Because these prior studies ended up with a model that is enormously influenced by temperature related variables, they identified vast stretches of the high Himalaya including barren tall mountains and deserts of Tibet as current suitable habitat for Himalayan musk deer. The ecology and behavior of the animal requires forest and shrubs with reasonable density and canopy in its habitats27,28,39,42,47. The animals are shy in nature and prefer to hide in vegetation28, which does not exist higher than 6000 MASL or in the deserts of Tibet. On the contrary, our predicted suitability surface is highly heterogeneous (something expected for a highly heterogeneous and rugged surface of the mountains), avoids predicting suitable habitats in ice-capped mountains and the deserts of Tibet, and has a very close match to expert knowledge about distribution, ecology, and behavior of the species. Specifically, our finding of moisture being the most important predictor of the distribution aligns to the idea of how indirect, but strong, influence can be exerted by precipitation on animal distribution through its influence on structure of vegetation53,54,55.
Current distribution of Himalayan musk deer
This analysis contributes important information to the conservation of Himalayan musk deer by identifying a much reduced range than previously considered. Our analysis indicates that the current distribution of Himalayan musk deer is limited to Nepal and Tibet. This is much smaller than the range of Himalayan musk deer described by the International Union for Conservation of Nature (IUCN), which includes parts of Bhutan, Nepal, China and northern India9,12. The IUCN species range published in 2015 shows Himalayan musk deer distributed from Bhutan on the east to Kashmir of India on the west11 (https://www.iucnredlist.org/species/13901/61977764).
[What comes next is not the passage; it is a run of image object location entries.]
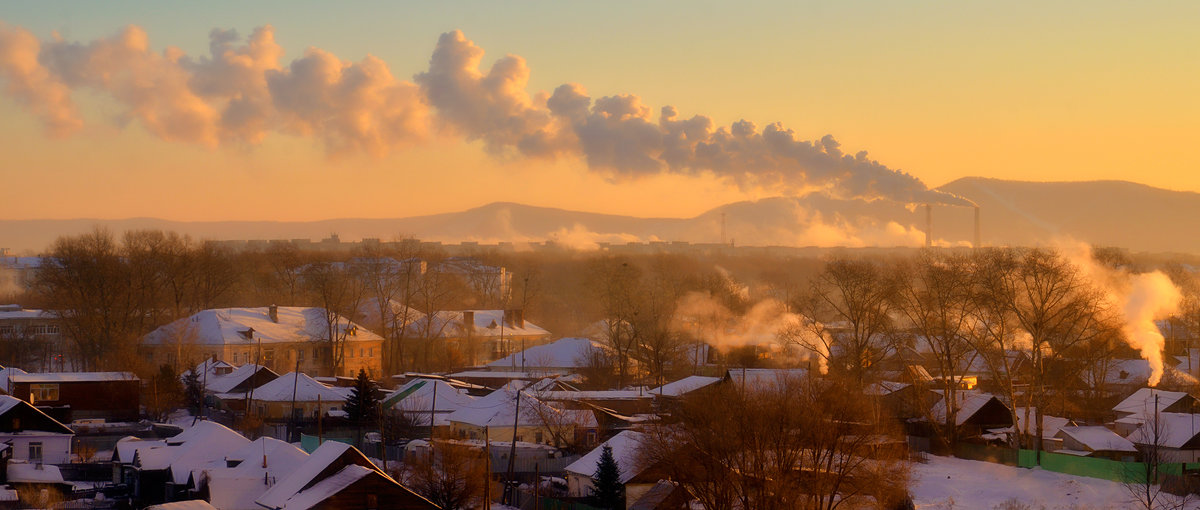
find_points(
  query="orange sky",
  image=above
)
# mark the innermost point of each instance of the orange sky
(1032, 93)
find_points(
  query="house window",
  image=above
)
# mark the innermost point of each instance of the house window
(43, 393)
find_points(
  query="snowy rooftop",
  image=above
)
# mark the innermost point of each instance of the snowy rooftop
(72, 377)
(253, 325)
(426, 395)
(498, 409)
(685, 385)
(1097, 438)
(625, 447)
(763, 378)
(306, 390)
(564, 353)
(281, 493)
(487, 323)
(1175, 430)
(1143, 401)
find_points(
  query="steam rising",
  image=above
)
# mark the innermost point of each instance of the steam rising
(1140, 298)
(240, 93)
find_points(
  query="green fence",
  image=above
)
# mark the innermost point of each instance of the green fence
(1091, 467)
(310, 443)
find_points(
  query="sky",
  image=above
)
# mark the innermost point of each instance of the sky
(933, 91)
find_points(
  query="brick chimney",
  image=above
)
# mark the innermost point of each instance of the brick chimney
(468, 322)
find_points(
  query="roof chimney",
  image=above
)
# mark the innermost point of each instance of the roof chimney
(929, 225)
(978, 231)
(468, 322)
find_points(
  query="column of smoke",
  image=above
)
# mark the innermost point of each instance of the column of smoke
(765, 324)
(1139, 298)
(241, 91)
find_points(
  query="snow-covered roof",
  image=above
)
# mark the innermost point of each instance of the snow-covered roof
(6, 373)
(190, 450)
(1143, 401)
(487, 323)
(395, 313)
(421, 396)
(1096, 438)
(685, 385)
(327, 487)
(762, 378)
(306, 390)
(258, 466)
(1175, 430)
(970, 402)
(249, 327)
(625, 448)
(1050, 425)
(498, 409)
(72, 377)
(226, 383)
(563, 353)
(22, 472)
(291, 485)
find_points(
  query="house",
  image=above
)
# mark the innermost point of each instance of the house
(420, 399)
(111, 396)
(337, 475)
(281, 337)
(977, 413)
(558, 358)
(166, 471)
(535, 423)
(297, 395)
(763, 378)
(31, 436)
(237, 480)
(1176, 435)
(1095, 442)
(34, 339)
(635, 477)
(479, 335)
(1146, 401)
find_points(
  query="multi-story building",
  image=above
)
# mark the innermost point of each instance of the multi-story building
(281, 337)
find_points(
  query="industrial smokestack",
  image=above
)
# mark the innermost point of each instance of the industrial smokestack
(929, 225)
(978, 231)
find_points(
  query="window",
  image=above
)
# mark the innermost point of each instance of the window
(42, 393)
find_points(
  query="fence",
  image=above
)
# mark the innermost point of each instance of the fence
(1090, 467)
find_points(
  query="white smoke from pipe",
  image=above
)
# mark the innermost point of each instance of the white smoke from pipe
(1140, 299)
(239, 94)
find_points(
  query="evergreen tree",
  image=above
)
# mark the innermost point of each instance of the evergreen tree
(607, 492)
(363, 405)
(193, 391)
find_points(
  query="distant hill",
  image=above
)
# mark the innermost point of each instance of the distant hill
(1013, 213)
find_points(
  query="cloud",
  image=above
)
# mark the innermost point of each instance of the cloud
(240, 93)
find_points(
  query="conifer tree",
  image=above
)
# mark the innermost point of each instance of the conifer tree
(363, 405)
(607, 491)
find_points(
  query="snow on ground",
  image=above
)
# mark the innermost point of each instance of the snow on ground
(947, 483)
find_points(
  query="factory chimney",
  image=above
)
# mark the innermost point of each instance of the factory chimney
(978, 231)
(929, 225)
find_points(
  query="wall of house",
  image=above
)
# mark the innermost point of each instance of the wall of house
(55, 448)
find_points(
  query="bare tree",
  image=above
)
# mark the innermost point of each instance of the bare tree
(855, 297)
(936, 299)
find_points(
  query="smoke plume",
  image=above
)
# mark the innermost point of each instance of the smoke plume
(240, 93)
(1140, 299)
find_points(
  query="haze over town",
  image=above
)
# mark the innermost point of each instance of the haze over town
(667, 256)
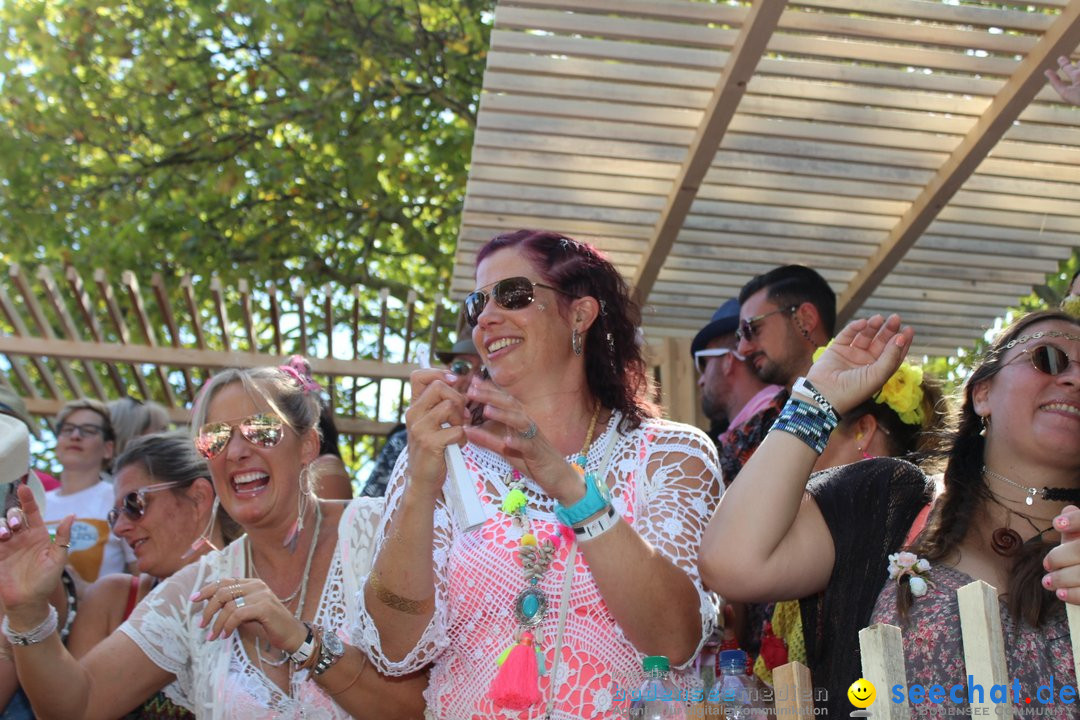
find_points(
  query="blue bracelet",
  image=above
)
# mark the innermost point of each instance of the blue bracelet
(807, 422)
(597, 499)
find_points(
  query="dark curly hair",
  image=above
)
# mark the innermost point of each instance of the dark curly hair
(966, 491)
(615, 366)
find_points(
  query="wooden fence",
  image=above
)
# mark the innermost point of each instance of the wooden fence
(882, 652)
(62, 337)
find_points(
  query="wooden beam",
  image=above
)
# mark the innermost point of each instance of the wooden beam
(753, 39)
(212, 360)
(1015, 95)
(180, 416)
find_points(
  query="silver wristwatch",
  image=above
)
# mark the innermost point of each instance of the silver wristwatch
(329, 652)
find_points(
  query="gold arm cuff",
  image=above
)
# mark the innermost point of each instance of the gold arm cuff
(397, 602)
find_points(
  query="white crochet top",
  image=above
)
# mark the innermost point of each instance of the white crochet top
(664, 481)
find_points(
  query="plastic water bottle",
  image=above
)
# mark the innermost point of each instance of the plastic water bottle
(658, 698)
(740, 695)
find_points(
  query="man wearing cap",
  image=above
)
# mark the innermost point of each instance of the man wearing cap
(730, 391)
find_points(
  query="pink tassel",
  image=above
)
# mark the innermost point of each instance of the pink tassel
(516, 685)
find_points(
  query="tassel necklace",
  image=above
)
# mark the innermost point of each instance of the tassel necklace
(516, 684)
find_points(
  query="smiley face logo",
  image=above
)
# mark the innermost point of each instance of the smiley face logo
(862, 693)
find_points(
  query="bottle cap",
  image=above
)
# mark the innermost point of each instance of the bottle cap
(656, 663)
(736, 659)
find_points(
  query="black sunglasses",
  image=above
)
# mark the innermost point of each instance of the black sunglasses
(1049, 360)
(747, 327)
(509, 294)
(134, 503)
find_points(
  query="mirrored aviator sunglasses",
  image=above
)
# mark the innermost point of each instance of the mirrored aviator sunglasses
(509, 294)
(134, 503)
(262, 430)
(1049, 360)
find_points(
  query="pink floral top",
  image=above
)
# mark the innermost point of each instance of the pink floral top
(933, 649)
(664, 481)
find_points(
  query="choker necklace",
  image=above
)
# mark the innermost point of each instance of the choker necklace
(301, 591)
(1053, 494)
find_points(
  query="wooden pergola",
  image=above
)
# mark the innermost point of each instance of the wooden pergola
(117, 337)
(909, 150)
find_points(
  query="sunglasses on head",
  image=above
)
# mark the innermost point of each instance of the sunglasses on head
(134, 503)
(509, 294)
(747, 327)
(264, 430)
(1049, 360)
(701, 357)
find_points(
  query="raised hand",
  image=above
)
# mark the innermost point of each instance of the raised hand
(435, 405)
(1069, 91)
(30, 562)
(514, 435)
(1063, 562)
(860, 361)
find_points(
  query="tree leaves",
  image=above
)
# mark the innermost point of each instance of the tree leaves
(257, 139)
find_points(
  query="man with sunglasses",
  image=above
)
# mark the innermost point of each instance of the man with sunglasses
(730, 392)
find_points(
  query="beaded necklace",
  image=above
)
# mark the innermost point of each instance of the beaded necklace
(515, 684)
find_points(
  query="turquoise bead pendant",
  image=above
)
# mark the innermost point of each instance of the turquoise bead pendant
(530, 607)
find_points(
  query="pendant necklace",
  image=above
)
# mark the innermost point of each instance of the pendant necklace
(521, 665)
(301, 591)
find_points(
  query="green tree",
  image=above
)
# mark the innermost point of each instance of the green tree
(265, 139)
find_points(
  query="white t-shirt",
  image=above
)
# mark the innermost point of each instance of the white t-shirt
(94, 551)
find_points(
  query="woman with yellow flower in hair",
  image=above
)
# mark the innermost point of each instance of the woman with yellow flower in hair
(879, 541)
(904, 420)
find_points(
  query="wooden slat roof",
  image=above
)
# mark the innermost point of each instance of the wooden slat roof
(908, 150)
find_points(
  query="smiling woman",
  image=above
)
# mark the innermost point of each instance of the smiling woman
(247, 632)
(595, 505)
(855, 540)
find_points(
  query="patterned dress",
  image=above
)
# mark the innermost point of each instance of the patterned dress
(664, 483)
(933, 649)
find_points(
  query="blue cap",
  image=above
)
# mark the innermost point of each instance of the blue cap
(725, 321)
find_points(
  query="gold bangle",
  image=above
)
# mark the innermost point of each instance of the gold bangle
(397, 602)
(363, 666)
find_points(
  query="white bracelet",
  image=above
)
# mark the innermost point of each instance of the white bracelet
(597, 527)
(802, 385)
(35, 636)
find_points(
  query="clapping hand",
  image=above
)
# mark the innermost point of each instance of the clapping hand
(860, 361)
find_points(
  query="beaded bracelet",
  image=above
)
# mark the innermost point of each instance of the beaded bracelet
(804, 385)
(34, 636)
(807, 422)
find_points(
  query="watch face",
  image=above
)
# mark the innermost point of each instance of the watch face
(334, 644)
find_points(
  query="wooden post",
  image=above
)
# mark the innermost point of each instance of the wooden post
(984, 648)
(882, 650)
(793, 690)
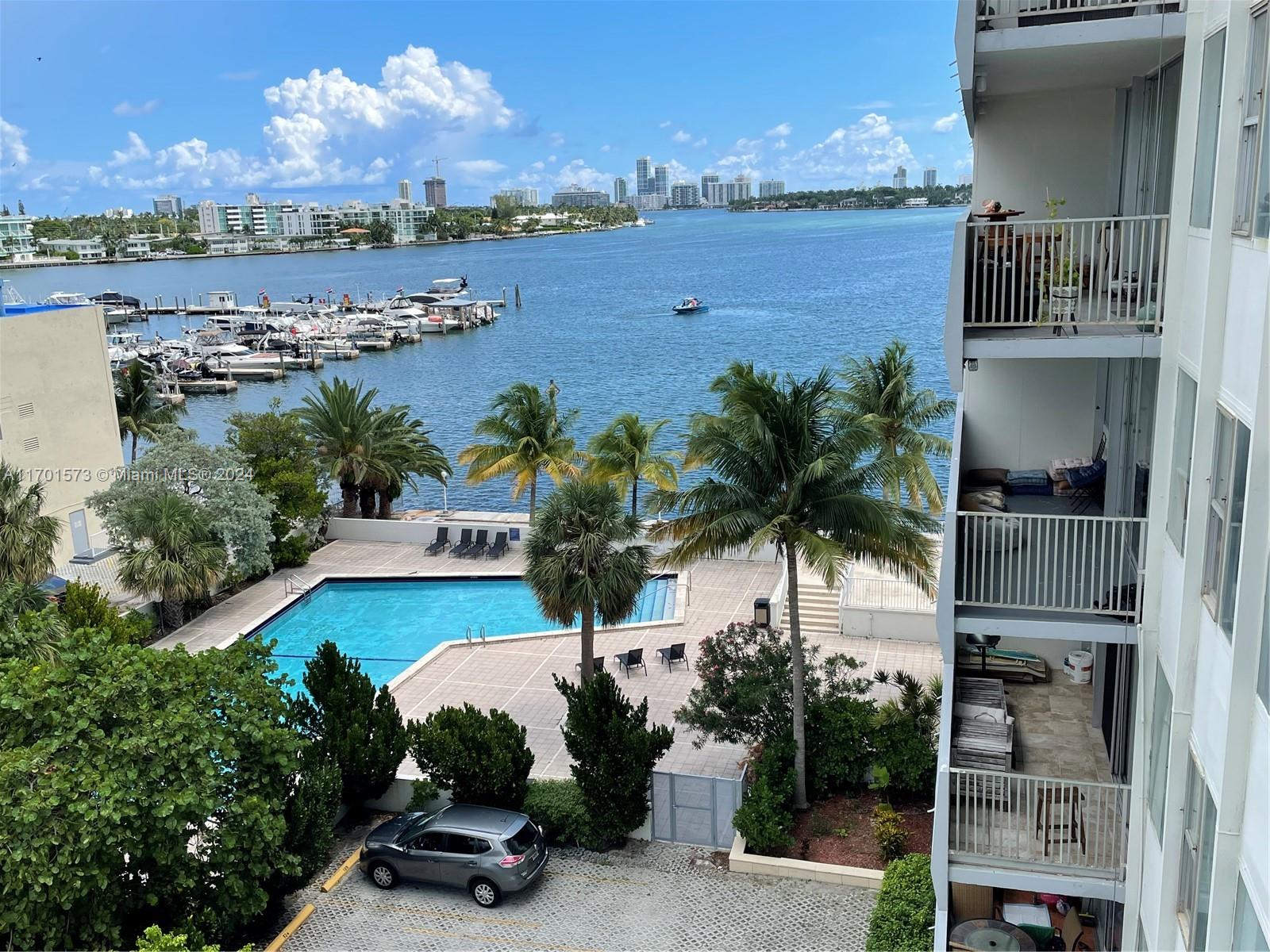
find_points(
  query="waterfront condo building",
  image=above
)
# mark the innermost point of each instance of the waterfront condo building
(1103, 609)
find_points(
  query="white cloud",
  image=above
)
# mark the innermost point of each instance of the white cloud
(127, 108)
(13, 146)
(135, 152)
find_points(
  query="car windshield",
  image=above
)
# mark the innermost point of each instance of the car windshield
(522, 839)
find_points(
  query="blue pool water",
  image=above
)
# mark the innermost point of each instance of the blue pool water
(391, 625)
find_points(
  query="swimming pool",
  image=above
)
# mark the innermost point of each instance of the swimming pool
(389, 625)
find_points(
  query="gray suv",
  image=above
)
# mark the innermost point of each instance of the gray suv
(484, 850)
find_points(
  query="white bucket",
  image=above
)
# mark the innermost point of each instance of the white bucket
(1079, 666)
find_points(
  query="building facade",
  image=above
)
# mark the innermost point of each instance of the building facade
(1105, 625)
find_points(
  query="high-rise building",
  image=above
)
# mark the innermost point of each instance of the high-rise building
(685, 194)
(1106, 644)
(435, 192)
(645, 175)
(171, 206)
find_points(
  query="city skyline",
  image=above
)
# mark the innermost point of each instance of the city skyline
(352, 122)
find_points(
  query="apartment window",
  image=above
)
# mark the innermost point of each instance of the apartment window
(1184, 435)
(1157, 755)
(1195, 885)
(1226, 520)
(1206, 140)
(1249, 935)
(1251, 105)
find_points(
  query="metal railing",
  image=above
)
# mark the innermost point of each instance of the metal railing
(1051, 562)
(1067, 273)
(1043, 822)
(1038, 12)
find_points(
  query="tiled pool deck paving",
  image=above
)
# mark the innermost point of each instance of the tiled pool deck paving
(516, 674)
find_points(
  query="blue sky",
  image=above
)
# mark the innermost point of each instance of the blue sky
(108, 105)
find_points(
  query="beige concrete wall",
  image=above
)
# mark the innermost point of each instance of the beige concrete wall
(57, 419)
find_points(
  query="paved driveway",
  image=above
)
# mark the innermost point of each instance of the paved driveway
(649, 896)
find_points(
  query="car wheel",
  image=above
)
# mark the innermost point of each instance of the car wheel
(383, 876)
(486, 892)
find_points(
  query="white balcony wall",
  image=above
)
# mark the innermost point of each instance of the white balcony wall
(1022, 414)
(1060, 141)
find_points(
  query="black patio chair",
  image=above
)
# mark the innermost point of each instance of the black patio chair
(438, 543)
(672, 654)
(632, 659)
(465, 541)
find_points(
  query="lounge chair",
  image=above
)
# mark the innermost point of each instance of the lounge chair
(495, 551)
(479, 546)
(632, 659)
(465, 541)
(672, 654)
(438, 545)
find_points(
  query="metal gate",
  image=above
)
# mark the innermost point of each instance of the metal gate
(690, 809)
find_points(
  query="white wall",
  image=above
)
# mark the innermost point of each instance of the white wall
(1022, 414)
(1060, 141)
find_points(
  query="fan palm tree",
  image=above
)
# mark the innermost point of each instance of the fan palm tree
(582, 560)
(624, 455)
(171, 552)
(341, 419)
(27, 539)
(137, 404)
(525, 436)
(789, 470)
(884, 395)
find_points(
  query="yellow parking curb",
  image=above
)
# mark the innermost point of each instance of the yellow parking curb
(344, 869)
(283, 937)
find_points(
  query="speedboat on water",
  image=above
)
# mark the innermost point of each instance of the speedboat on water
(690, 305)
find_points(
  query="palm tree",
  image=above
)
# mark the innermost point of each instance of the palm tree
(341, 420)
(27, 539)
(789, 470)
(581, 559)
(171, 552)
(525, 436)
(622, 454)
(137, 405)
(884, 395)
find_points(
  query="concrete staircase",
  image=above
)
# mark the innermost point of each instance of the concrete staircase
(818, 606)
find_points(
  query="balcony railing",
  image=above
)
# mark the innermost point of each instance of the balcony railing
(1071, 273)
(1086, 564)
(996, 14)
(1038, 822)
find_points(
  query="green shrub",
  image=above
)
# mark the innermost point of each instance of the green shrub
(903, 918)
(558, 808)
(614, 750)
(479, 758)
(889, 831)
The IUCN also unrealistically indicates that the eastern extent of Kashmir musk deer range lies in Kashmir11,12 (https://www.iucnredlist.org/species/136750/61979453). In contrast, our findings align with recent genetic analyses of musk deer populations9,19, which indicate that the western extent of Himalayan musk deer range is in the Annapurna region of Nepal, while the eastern extent of Kashmir musk deer range is situated to the west of the Annapurna region. The current distribution of Himalayan musk deer predicted by our analysis is located within the range of genetically confirmed populations of the species9,57. Singh et al. genetically confirmed the Annapurna region in Nepal as the western limit of Himalayan musk deer9, and Guo et al. genetically confirmed that the population of musk deer to the north of Kanchenjunga in eastern Nepal (in Tibet) is of Himalayan musk deer57. Our analysis indicates that Kanchenjunga is the eastern limit of Himalayan musk deer range. Another study conducted in Bhutan reported the presence of both Alpine musk deer and Himalayan musk deer in Jigme Dorji National Park, Bhutan58. Unfortunately, this study also relied on pelage color to identify species of musk deer, which is an unreliable criteria for distinguishing species due to substantial intraspecific variation within population9,18 and individual variation among seasons9. Our model does not predict any suitable habitats in Bhutan. Collectively, previous range estimates, including those used by the IUCN, overestimated the extent of Himalayan musk deer.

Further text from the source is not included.